Bureaucracy Unbound: 2015 Is Another Record Year For The Federal Register
With one day to go in 2015, the Federal Register tops off at 81,611 pages. That’s higher than last year at 77,687 pages and higher than it’s ever been at 81,405 in 2010.
The presidential “pen and phone” have been hyperactive. In fact, six of the seven record-high Federal Register annual page counts are attributable to President Barack Obama, as the chart nearby shows.
Among this year’s pages so far are 3,378 final rules and regulations. Of those final rules, 545 are recognized as having effects on small businesses. Some rules this year have been especially hefty, such as the Environmental Protection Agency’s Clean Power Plan and its Waters of the United States rule, and the Federal Communications Commission’s net neutrality order.
Another 2,334 proposed rules were issued in 2015 and are under various levels of consideration.
What can Congress do about it? Congress has ample opportunity to consider resolutions of disapproval of controversial rules under the Congressional Review Act (here’s an inventory of RODs since 1996) but rarely does so. There have been only 109 introduced in the 20 years since that Act, while tens of thousands of regulations have taken effect.
But now, there’s even more to worry about than actual rules. Regulation no longer stops with the rules we can readily count in the Federal Register. Agency guidance documents and numerous other kinds of notices, bulletins, circulars, memoranda and decrees make up “Regulatory Dark Matter.”
There are several hundred guidances in effect acknowledged to be “significant.” And the Federal Register this year contains 23,901 “notices.” Most are insignificant, but lots of stuff gets buried there, and still more doesn’t even appear in the Federal Register at all. No one even knows where to find all the agency “guidance” that’s out there. One can’t easily tally the off-the-books regulation, but I’ve attempted it in “Mapping Washington’s Lawlessness: A Preliminary Inventory of ‘Regulatory Dark Matter’.”
This problem cannot be ignored. Regulatory reform must address what happens outside the official, democratic lawmaking process.
And then there are executive orders and memoranda.
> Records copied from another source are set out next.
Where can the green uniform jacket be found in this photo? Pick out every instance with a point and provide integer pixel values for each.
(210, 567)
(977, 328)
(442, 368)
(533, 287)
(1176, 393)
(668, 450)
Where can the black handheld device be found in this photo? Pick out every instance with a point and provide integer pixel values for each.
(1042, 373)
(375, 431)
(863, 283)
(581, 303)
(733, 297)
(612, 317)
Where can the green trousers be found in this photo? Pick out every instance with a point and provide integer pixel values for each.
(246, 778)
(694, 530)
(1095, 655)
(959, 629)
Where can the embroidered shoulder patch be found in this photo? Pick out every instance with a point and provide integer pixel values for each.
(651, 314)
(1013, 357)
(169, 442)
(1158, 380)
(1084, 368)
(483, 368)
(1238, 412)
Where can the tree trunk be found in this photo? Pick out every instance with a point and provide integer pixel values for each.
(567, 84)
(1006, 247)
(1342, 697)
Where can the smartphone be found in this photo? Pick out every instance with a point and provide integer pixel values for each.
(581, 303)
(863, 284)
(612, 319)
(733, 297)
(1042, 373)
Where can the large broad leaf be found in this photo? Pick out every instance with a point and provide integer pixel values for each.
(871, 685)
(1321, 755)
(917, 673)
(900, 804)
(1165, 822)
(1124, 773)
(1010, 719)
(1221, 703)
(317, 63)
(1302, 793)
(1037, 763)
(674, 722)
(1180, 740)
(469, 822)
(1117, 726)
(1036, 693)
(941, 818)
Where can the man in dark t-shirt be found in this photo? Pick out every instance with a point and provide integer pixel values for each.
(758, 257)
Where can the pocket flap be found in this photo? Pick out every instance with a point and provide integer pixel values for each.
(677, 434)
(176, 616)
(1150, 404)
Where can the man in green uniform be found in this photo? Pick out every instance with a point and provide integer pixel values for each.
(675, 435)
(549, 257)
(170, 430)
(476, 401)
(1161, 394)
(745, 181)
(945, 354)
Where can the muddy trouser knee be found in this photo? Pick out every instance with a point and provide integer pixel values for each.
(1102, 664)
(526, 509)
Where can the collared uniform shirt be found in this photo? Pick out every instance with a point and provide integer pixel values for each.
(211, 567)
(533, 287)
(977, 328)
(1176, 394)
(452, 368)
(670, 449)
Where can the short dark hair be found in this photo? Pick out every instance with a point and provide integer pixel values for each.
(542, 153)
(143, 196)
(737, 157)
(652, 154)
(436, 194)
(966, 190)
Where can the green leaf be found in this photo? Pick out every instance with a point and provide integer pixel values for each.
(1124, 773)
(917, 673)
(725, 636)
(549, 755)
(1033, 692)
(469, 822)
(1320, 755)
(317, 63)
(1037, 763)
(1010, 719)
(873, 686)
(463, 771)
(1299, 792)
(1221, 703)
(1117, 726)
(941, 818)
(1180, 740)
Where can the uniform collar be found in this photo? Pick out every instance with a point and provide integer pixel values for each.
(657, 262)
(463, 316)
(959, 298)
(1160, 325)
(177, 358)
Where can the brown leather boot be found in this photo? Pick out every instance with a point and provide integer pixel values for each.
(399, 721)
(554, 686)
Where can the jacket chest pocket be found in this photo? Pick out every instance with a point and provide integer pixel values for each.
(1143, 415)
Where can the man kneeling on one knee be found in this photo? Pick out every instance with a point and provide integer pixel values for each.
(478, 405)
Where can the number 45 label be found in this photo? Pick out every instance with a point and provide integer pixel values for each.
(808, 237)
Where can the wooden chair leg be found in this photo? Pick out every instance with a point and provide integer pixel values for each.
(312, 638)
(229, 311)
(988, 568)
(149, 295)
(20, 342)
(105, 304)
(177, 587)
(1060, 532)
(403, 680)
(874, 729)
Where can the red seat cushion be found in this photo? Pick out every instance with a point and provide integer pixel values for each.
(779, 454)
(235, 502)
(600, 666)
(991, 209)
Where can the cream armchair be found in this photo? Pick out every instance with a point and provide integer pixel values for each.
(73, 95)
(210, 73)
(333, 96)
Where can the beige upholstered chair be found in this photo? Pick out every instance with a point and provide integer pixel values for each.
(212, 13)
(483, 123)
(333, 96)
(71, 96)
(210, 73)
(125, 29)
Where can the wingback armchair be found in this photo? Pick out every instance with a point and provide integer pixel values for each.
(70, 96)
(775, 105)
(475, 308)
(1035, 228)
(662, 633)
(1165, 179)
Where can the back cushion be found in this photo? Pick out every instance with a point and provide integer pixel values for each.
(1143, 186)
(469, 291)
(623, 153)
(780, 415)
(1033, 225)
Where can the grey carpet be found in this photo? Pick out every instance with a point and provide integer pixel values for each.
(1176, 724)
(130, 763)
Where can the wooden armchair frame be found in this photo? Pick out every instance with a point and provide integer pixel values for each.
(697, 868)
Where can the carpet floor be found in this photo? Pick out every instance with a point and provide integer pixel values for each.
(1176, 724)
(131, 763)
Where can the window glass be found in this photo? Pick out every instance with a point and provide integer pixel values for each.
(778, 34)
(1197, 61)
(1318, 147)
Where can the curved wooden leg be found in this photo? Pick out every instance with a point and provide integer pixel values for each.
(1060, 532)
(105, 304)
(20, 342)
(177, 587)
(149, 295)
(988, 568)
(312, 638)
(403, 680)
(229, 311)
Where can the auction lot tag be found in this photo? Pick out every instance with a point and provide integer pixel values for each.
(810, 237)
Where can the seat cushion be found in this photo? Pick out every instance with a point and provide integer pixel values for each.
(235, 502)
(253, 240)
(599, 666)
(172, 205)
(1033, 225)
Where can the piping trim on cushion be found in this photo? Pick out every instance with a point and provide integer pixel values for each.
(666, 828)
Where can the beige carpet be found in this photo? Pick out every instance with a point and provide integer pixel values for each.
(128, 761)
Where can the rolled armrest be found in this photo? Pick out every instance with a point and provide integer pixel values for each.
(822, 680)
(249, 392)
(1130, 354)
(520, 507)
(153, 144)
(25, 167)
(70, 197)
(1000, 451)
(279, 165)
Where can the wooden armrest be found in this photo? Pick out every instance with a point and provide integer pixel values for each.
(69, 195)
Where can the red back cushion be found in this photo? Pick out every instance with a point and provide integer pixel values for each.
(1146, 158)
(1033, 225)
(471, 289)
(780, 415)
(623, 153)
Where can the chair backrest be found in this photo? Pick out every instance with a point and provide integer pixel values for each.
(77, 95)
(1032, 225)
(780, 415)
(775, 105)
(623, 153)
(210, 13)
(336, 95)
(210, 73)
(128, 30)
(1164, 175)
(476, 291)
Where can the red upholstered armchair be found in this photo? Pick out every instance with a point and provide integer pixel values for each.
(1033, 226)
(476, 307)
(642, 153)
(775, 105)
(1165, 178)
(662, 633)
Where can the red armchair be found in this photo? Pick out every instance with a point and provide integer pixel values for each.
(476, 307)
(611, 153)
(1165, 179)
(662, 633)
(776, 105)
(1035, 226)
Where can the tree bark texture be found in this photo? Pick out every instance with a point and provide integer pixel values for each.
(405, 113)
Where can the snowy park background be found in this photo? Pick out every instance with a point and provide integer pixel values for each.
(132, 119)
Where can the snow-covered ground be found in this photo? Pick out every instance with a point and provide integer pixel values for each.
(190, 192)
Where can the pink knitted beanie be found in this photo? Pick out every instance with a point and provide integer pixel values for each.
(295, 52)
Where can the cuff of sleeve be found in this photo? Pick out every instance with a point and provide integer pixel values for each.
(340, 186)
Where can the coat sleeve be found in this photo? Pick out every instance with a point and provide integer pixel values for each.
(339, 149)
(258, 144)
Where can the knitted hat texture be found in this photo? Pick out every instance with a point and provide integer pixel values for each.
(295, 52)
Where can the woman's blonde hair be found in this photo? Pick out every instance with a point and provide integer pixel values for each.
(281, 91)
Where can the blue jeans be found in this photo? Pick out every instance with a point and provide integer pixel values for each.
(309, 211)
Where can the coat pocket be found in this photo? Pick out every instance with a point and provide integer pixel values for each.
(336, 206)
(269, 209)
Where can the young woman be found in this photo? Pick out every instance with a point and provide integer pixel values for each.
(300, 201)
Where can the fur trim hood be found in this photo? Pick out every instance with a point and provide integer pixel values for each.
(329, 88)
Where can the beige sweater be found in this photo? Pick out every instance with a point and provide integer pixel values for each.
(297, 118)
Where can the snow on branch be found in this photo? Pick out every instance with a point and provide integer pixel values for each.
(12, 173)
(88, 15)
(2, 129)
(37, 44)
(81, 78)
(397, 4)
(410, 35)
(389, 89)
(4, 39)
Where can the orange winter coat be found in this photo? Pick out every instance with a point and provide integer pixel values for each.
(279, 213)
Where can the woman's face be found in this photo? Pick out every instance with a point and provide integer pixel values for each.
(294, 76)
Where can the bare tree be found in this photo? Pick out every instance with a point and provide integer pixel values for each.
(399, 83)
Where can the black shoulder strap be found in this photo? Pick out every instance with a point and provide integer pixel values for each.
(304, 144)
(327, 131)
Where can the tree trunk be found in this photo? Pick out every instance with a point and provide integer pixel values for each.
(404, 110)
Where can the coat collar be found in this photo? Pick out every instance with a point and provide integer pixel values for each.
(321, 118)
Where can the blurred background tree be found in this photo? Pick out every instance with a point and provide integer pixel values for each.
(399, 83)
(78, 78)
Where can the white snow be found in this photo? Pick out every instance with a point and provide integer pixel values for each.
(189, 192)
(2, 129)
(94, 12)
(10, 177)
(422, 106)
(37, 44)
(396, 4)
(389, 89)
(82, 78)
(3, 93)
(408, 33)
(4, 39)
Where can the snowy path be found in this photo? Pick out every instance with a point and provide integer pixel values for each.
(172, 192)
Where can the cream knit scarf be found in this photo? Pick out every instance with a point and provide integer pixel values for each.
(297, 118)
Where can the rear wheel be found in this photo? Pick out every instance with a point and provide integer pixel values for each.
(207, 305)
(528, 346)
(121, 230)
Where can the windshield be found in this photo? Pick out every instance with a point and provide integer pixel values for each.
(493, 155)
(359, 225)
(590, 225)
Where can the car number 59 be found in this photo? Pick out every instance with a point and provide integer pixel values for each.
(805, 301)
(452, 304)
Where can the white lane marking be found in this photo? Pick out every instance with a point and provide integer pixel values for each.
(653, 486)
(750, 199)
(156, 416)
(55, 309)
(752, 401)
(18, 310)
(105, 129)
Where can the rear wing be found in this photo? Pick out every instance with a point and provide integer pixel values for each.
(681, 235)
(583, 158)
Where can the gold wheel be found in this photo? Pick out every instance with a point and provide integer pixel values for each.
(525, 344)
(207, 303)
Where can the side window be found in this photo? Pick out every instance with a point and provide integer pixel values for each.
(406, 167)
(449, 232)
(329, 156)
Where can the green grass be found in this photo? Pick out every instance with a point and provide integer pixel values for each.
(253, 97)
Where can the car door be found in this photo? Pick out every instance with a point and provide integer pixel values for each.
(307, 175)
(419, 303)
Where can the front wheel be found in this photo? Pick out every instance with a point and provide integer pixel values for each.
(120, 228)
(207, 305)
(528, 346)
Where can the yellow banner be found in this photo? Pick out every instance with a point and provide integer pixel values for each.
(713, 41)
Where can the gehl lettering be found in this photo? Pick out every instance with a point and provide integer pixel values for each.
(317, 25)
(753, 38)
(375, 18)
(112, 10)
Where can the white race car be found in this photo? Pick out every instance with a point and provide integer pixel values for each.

He issued 29 executive orders in 2015. But his Obama’s primary pen and phone medium is presidential memoranda. (See: Despotism-Lite? The Obama Administration's Rule By Memo.) The president has issued 31 executive memoranda so far in 2015, some with substantial economic effect on areas like student loans and leave policy and minimum wages for contractors.
So, what more can Congress do about it? Repeal the bureaucracy’s enabling statutes, require congressional approval for big rules, and enforce maximum requirements set forth in the Administrative Procedure Act.
The House of Representatives passed the REINS Act (Regulations from the Executive In Need of Scrutiny) to do that, but the Senate seems disinclined to pass it and force President Obama’s promised veto. If Congress isn’t willing to force Obama to explain why unelected should make laws, it must be because the Republican Congress isn’t willing to end over-delegation. We’ll know for sure if a Republican wins the 2016 election and REINS-like legislation disappears altogether.
Meanwhile, Congress should require strict adherence to Administrative Procedure Act formalities for regulatory dark matter as a priority of the 114th Congress in 2016. The public needs, at minimum, an opportunity to read, comment and object.
I compile a weekly roundup the year's proposed and final rules, executive orders, memoranda and other information on a daily basis here, on a Ten Thousand Commandments site, and will issue a final roundup for the year 2015 later this week.
Note that the final Federal Register compilation won’t be made official by the National Archives until early in the New Year. Also note that the published version today contains 81,736 pages, but I net out blank and skipped pages in my daily roundup to arrive at the 81,611 figure.
Update: The final count for 2015 was 82,036 pages in the Federal Register, more than 600 pages longer than the previous 2010 record.